Tongva Land (Feburary 7th, 2020) On the corner of Melrose and Madison, an event centering queer and trans Black, Indigenous, and people of color (QTBIPOC) gathered. It was called Makibaka for Azaadi, or battle for freedom.
The event was organized by members of both Arwah Collective and Liyang Network. Arwah Collective is a queer/trans Desi and SWANA (South/West Asian and North African) coalition that fights Hindu fascism and the Indian military occupation of Kashmir through teach-ins and fundraisers. Liyang Network is an international advocacy network for Lumad women and children. Indigenous to Mindanao of the Philippines, Lumad people are displaced by ongoing effects of extractive industries, including militarization and, more recently, an increasing number of severe man-made earthquakes linked to open-pit mining on their ancestral land. UCCP Haran is an evacuation center in Davao City which has faced repeated military and paramilitary attacks, most recently the January 25th attack by bolo knife wielding members of paramilitary group Alamara. Although the Alamara have left the evacuation center, they continue to surveil and harass Lumad evacuees living at UCCP Haran.
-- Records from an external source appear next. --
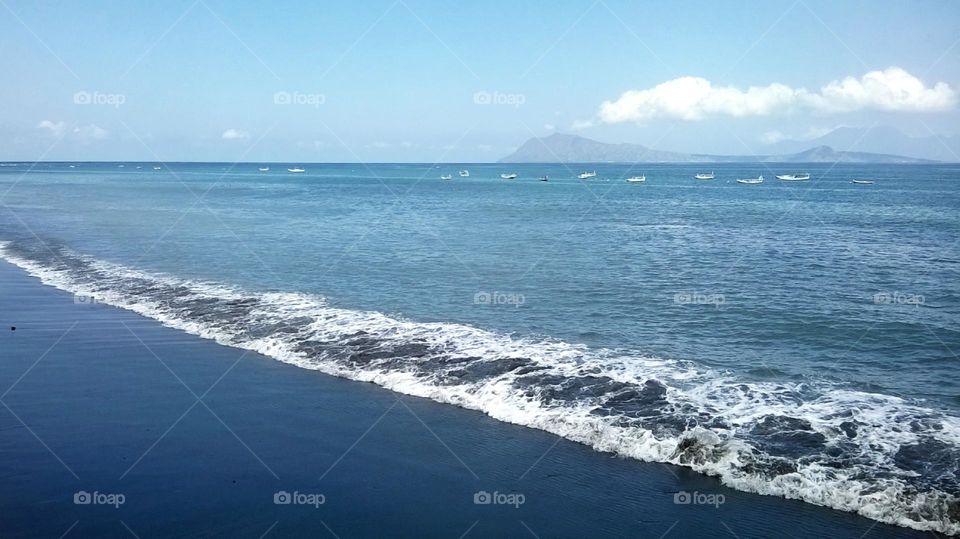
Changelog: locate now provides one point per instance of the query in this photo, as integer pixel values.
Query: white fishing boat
(793, 177)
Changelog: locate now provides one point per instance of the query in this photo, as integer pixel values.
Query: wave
(877, 455)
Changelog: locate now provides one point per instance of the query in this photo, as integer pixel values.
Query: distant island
(576, 149)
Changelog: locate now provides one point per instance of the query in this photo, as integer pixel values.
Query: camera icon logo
(82, 98)
(482, 98)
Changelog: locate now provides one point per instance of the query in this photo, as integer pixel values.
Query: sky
(427, 81)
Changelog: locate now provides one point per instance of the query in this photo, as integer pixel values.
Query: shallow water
(792, 338)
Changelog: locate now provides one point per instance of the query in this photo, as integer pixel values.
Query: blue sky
(451, 81)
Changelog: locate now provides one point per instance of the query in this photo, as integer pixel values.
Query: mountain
(880, 139)
(576, 149)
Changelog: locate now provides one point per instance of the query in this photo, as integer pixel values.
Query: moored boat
(793, 177)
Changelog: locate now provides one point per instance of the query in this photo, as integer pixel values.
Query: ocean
(795, 339)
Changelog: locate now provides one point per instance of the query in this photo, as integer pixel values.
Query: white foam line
(716, 451)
As Mango of punk duo Mirrored Fatality pointed out right before their performance, most people don’t know about the atrocities occurring in Kashmir and Mindanao because of media blackouts. They went on to question the effectiveness of social media activism, saying, “Sharing some image is not enough, but events like this. This is enough.” Social media activism is the use of online platforms to raise awareness and/or money about social issues. It is limited in scope because it can dilute the reality of atrocities from their human origins to oversaturated streams of meaningless images and platitudes.
Events like Makibaka for Azaadi are important for creating counter-narratives to imperialist mainstream media. The organizing that goes into these spaces kindles a small but constant fire calling for an end to imperialist violence and peace for traumatized colonized people.
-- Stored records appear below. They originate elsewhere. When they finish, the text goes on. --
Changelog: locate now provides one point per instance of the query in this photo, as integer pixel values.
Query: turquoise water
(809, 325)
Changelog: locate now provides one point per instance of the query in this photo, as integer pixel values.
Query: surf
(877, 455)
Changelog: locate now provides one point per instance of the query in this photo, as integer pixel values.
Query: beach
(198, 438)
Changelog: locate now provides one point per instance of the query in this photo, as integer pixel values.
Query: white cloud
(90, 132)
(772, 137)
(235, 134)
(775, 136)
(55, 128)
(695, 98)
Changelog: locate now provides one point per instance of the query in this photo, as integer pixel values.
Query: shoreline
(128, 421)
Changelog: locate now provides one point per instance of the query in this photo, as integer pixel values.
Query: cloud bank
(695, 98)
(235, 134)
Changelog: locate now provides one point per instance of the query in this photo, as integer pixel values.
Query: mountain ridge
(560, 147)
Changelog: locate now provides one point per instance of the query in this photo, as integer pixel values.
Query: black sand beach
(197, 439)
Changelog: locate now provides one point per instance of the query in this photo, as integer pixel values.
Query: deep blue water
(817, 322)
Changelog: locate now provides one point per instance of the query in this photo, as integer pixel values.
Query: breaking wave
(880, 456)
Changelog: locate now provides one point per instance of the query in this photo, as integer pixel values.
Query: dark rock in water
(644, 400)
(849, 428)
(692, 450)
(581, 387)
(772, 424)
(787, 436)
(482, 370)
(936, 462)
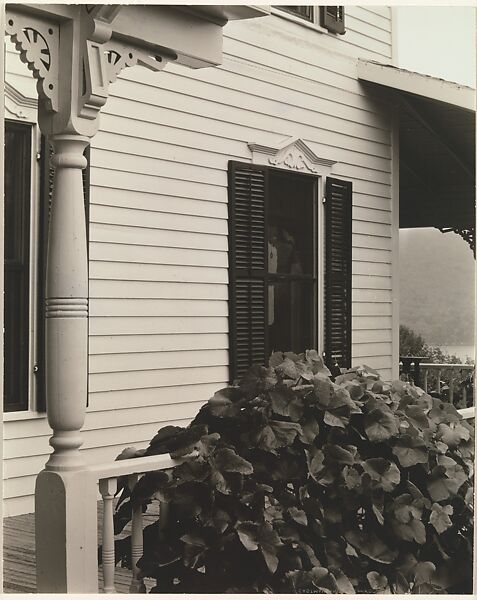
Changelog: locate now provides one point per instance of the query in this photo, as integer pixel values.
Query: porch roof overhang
(436, 146)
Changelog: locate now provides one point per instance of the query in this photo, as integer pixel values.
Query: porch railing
(107, 475)
(455, 381)
(455, 385)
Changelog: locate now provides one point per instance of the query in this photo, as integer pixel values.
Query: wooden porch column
(67, 305)
(75, 52)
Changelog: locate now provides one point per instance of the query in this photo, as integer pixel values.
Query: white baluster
(451, 386)
(137, 584)
(163, 514)
(108, 488)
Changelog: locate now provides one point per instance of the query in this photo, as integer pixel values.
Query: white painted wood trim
(292, 154)
(131, 466)
(18, 106)
(415, 83)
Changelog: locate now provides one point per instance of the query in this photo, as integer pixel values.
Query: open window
(273, 262)
(304, 12)
(18, 225)
(332, 18)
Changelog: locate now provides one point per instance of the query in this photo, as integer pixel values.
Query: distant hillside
(437, 286)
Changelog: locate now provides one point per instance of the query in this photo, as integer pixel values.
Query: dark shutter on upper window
(332, 18)
(338, 223)
(247, 266)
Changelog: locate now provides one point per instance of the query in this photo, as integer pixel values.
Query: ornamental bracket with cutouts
(38, 44)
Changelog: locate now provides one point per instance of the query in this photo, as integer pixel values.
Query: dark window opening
(273, 260)
(17, 265)
(291, 262)
(273, 257)
(332, 18)
(305, 12)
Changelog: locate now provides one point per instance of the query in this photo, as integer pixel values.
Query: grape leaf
(227, 460)
(380, 425)
(382, 471)
(410, 450)
(285, 433)
(440, 517)
(376, 581)
(371, 546)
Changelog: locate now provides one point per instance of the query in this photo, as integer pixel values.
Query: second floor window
(305, 12)
(330, 17)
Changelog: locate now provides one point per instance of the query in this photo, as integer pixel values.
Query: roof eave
(415, 83)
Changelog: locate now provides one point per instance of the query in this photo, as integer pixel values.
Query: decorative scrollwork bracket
(38, 44)
(104, 58)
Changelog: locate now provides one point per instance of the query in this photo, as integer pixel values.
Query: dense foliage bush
(297, 483)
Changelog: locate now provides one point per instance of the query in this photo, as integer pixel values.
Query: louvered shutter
(46, 193)
(247, 266)
(338, 217)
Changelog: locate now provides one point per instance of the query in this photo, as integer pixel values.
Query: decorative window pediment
(293, 154)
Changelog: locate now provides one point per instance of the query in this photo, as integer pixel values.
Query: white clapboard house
(242, 173)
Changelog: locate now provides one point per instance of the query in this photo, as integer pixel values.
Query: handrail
(107, 475)
(447, 366)
(453, 369)
(131, 466)
(467, 413)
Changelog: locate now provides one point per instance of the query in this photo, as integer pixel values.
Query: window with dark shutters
(247, 243)
(332, 18)
(272, 263)
(338, 224)
(305, 12)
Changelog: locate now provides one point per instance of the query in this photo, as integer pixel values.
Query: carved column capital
(38, 43)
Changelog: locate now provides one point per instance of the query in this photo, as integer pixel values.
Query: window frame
(310, 18)
(32, 409)
(316, 23)
(334, 24)
(318, 316)
(314, 277)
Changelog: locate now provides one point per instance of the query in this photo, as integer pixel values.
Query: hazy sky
(437, 40)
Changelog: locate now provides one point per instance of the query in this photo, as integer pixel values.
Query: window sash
(17, 207)
(245, 277)
(304, 12)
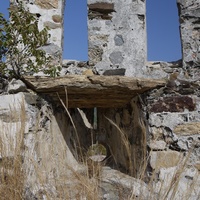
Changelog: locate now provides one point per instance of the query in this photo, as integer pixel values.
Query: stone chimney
(117, 37)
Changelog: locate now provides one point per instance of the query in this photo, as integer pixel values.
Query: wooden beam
(92, 91)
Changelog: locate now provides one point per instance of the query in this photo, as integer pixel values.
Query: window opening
(163, 35)
(75, 30)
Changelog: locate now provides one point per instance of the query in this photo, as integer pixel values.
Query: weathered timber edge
(92, 91)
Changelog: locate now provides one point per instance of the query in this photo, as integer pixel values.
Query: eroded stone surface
(173, 104)
(124, 23)
(164, 159)
(187, 129)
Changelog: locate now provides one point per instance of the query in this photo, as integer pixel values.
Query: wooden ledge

More important than creating counter-narratives is providing consistent material support to struggling Indigenous front-liners. The night of performances, food, and vendors raised money for these Indigenous activists. Vegan tacos and cookies nourished our bodies. Zines centering Indigenous struggle on Turtle Island (the Indigenous name for North America) shared space with prints protesting Hindu fascism, art promoting Filipinx punks, and an astrologer reading folks’ charts and tarot cards. Mirrored Fatality also sold band merchandise. From entry to merch, everything was on a sliding scale with all proceeds going toward Kashmir and Mindanao.
Mirrored Fatality began its set with members Mango and Samar calling for a moment of silence for the Kashmiris and Lumad people struggling against imperialist militarism. Their set was filled with an unbridled rage, and it was refreshing to see such rage come from non-white people. With the punk scene in LA being majority white, white rage is seen as artistic, but in actuality, it is often violent. Meanwhile, non-white rage is seen as violent, when it is actually artistic and has revolutionary potential when united against oppressors.
Screaming about the oppressive forces created by white and classed people, Mango and Samar denounced classist barriers to abundant life and lamented how QTBIPOC are in a constant state of survival and fear. Within the atmosphere of frustrated rage swirled seedlings of hope, the band and audience manifesting a wish for life outside these capitalist confines.
Makibaka for Azaadi offered an accessible space to dance and scream with community while acting in solidarity with struggling colonized people outside Turtle Island. As students attend parties and participate in LA nightlife, I urge you to ethically party. If you are a settler, recognize the privilege of living in America. Recognize that this country benefits off of the extractive mining and imperialist militarism displacing and brutalizing Kashmiris and Lumad women and children. Recognize that this country’s wealth is built on the exploitation of Black and Indigenous people. Instead of going to an already-wealthy club with a $20 entry free, try events like Makibaka for Azaadi and put your money where it can provide direct aid.
Keep your eye out for Arwah Collective and Liyang Network for more events like Makibaka for Azaadi! Attend their events and in a small way, put your money where it can offset the violence of American settler colonialism and empire!